In answer to a question whether "peak oil" will occur as a gradual plateau or a sudden and drastic decline, Hirsch points to the high likelihood of increased resource nationalism (a phenomenon we are already witnessing around the world). He notes that private oil companies no longer control petroleum resources; national companies do. As awareness of peak oil spreads, there will first be a further spike in oil prices and a growing inclination of resource-rich nations to hold their remaining oil in reserve for domestic production and in expectation of further rises in price. This response will, of course, only accelerate and deepen the crisis.

Hirsch foresees the likelihood of gas rationing as a reactive answer to our current inability to begin cutting back our consumption. Nature will exact her price, whether we are willing to pay for it significantly now or drastically in the near future. Our techno-optimists tell us that technology will come to the rescue. The nice thing about holding this position is that no one has to act responsibly or like an adult. It was once the case that adults acted with prudence, awaiting not the best case scenario but preparing for the possibility of a worse. Our liberals and conservatives alike tell us that technology will save us, but mark my words, when TSHTF they will be the first to blame someone else: the Saudis, the Iranians, the Russians, Hugo Chavez, you name it. Our impressive military will be called upon to secure our vital national interest, wherever it might happen to be buried. And at that point no one will be able to suggest that perhaps we have ourselves to blame, because we did nothing when intelligent but obtuse people knew what was coming at the end of our wild ride down Sunset Boulevard.

THIS IS WHAT HAPPENS when a society lives beyond its means. This is the very real consequence of sin, of avarice on a societal scale.

We have gotten what we wished for. It didn't make us happy, nor did it sate our appetite for more, more, more. And now we're going to lose it. All.

A lot of fundamentalist types -- of both the Protestant and Catholic persuasions -- thought they had it figured. The wrath of God will come upon us, borne on the waves and winds of a monster hurricane. Or shake the world with the power of an earthquake.

Engulf the world in a nuclear fire?

INSTEAD, maybe God's just chastisement of His deeply crooked people will come in with the relative quiet of oil wells slowly going dry. One after another, world without end, amen. Maybe the judgment of the Almighty comes, as it always has, in giving rebellious and willful humanity all the rope it needs -- plus free will.

If and when our Western house of cards comes tumbling down upon us, don't blame God. We could have been less avaricious. We could have lived more simply. We, at any time, just could have cut it out.

We didn't have to be our own hangman. We didn't have to take the rope and make a civilizational noose out of it.

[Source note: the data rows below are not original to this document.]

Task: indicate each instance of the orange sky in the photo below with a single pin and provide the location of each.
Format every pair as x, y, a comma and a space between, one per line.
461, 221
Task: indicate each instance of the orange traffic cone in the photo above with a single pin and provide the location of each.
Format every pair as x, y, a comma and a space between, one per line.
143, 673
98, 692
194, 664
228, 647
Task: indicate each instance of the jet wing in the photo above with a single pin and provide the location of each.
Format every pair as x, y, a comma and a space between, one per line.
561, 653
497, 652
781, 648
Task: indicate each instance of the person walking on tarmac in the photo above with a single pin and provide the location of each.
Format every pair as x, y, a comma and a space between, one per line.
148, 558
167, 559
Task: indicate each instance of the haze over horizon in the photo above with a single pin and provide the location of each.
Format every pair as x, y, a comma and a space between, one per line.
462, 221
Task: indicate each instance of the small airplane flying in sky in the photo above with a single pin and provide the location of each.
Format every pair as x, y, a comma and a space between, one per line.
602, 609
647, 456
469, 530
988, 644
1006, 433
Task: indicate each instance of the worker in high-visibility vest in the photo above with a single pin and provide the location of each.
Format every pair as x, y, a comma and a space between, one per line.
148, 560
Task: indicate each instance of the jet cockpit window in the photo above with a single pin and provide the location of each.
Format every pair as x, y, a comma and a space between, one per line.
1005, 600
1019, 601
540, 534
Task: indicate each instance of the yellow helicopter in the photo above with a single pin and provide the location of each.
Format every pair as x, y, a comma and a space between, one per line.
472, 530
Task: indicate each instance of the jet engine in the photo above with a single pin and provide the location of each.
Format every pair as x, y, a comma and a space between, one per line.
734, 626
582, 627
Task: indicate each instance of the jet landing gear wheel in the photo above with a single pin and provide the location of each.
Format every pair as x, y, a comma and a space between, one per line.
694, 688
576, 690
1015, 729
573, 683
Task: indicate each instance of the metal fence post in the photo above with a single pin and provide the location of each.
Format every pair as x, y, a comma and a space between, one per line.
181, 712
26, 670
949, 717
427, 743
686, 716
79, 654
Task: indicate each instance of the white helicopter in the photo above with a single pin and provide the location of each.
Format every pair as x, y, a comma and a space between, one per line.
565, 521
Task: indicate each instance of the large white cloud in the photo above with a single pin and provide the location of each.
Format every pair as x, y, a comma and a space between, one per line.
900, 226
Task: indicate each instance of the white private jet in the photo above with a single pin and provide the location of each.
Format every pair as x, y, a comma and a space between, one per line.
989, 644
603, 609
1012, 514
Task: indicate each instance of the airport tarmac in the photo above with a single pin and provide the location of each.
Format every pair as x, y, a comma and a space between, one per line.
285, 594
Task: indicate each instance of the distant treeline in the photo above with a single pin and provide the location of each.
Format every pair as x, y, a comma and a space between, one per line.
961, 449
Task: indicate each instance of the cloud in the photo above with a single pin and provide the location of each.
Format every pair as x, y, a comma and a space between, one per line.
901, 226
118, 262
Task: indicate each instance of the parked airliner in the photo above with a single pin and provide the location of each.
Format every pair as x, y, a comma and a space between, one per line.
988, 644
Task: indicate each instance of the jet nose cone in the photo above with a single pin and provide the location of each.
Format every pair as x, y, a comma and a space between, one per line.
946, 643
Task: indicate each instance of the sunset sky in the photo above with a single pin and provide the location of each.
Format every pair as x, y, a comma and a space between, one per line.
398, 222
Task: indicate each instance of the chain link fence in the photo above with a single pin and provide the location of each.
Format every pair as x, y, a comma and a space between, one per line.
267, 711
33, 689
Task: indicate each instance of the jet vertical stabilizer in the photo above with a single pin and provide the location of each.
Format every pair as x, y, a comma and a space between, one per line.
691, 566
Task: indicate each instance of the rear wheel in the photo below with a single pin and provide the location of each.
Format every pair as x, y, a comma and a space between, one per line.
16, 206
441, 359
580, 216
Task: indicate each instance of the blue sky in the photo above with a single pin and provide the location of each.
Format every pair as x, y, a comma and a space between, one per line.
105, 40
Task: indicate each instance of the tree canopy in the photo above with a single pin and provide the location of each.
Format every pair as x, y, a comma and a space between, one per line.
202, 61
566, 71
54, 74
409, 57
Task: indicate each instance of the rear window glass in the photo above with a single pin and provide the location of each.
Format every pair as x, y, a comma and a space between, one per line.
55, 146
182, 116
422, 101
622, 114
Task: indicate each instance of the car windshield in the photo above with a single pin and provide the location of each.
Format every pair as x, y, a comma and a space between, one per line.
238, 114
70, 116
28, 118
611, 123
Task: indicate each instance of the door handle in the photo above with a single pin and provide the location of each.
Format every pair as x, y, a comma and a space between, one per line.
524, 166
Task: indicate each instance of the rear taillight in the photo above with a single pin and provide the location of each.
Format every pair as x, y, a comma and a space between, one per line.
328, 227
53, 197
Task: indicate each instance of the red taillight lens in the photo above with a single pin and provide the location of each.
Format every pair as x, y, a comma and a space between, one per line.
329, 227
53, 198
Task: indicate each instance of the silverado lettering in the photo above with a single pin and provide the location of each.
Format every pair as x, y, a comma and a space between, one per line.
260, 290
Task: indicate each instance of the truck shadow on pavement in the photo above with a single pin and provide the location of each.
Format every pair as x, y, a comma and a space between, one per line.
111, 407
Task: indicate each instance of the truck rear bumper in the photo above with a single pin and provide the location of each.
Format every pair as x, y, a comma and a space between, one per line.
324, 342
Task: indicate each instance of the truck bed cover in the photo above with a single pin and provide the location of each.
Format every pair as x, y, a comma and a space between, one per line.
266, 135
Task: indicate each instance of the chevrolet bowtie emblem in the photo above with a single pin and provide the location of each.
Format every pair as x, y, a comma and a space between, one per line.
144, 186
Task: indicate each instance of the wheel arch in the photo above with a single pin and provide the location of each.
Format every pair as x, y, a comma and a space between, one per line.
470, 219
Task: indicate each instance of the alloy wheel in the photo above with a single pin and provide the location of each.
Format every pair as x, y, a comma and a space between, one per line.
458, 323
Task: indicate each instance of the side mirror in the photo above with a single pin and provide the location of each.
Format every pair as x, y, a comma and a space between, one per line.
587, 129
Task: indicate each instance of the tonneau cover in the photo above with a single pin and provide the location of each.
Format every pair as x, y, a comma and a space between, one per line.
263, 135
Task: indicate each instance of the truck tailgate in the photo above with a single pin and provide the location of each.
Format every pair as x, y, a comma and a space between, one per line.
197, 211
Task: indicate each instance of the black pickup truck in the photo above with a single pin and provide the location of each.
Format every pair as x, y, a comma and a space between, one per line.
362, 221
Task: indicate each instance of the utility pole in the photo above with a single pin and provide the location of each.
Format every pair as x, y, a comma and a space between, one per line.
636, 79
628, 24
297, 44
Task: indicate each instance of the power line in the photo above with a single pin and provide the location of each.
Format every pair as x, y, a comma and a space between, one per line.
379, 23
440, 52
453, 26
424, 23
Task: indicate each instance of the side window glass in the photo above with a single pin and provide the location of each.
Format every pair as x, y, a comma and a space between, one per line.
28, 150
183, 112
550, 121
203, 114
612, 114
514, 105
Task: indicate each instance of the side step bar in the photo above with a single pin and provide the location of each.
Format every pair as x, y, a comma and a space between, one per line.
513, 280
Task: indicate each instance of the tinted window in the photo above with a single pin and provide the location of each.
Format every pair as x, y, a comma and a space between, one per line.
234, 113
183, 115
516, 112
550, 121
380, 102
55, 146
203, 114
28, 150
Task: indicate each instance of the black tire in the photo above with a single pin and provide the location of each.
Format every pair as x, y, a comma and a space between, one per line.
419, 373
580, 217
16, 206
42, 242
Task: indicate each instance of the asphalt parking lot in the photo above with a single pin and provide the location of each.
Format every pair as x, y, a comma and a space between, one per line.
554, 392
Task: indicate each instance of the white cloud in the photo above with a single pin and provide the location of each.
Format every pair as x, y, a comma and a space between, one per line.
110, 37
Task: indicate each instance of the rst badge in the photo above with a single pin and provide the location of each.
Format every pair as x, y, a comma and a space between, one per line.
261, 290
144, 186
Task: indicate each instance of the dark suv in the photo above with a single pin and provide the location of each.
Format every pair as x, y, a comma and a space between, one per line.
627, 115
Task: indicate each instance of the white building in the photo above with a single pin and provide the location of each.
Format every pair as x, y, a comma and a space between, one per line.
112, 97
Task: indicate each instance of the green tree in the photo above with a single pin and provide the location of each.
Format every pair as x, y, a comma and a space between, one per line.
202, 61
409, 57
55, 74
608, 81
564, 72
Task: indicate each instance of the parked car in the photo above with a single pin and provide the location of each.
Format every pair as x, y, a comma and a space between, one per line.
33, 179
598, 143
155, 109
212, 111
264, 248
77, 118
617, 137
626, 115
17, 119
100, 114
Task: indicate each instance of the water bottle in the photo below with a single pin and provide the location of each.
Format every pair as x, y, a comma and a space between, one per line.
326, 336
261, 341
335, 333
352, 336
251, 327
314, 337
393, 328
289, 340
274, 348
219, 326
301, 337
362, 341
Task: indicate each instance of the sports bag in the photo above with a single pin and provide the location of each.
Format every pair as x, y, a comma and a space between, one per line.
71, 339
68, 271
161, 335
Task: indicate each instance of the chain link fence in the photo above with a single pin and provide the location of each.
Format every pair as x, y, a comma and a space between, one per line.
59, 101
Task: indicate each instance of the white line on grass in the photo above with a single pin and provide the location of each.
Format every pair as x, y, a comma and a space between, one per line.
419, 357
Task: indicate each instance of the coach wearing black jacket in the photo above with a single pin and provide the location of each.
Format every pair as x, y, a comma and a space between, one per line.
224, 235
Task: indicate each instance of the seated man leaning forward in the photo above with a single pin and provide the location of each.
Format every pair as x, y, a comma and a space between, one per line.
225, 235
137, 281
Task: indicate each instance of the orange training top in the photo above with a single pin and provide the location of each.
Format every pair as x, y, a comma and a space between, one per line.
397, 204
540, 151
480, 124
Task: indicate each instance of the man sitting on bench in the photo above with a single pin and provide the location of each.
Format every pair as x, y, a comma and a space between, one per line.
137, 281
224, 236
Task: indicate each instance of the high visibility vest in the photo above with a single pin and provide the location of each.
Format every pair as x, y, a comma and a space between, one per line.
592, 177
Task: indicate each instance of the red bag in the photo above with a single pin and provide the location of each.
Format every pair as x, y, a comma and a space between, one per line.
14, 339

IT'S NOT God's fault. It's ours.

Did you really need that $35,000 SUV? Did you really need two of them? Does your family need to be a three- or four-car family?

Did you really need that 4,500 square-foot house in the exurbs? Did you need to live in the exurbs -- or even the suburbs -- at all? Did I?

Does everybody in the family need two cell phones, a BlackBerry, three iPods and a mega sound system in each car?

Do you need Evian, Aquafina or any other kind of bottled water (and the petroleum needed to make the throwaway plastic bottles it comes in) when the stuff out of the tap is the same two parts hydrogen and one part oxygen?

AND WHAT ABOUT the $250 -- a piece -- you just dropped on Hannah Montana tickets for your two preteen daughters, who really, really didn't need to go to a damn Hannah Montana concert? You'd raise holy hell if your county government imposed a $500-a-year tax on you to build and subsidize convenient, low-cost, energy-efficient mass transit.

Yes, you would.

Well, now the conductor is coming down the aisle, announcing the end of the line. Your fare card is spent. Please exit to the back.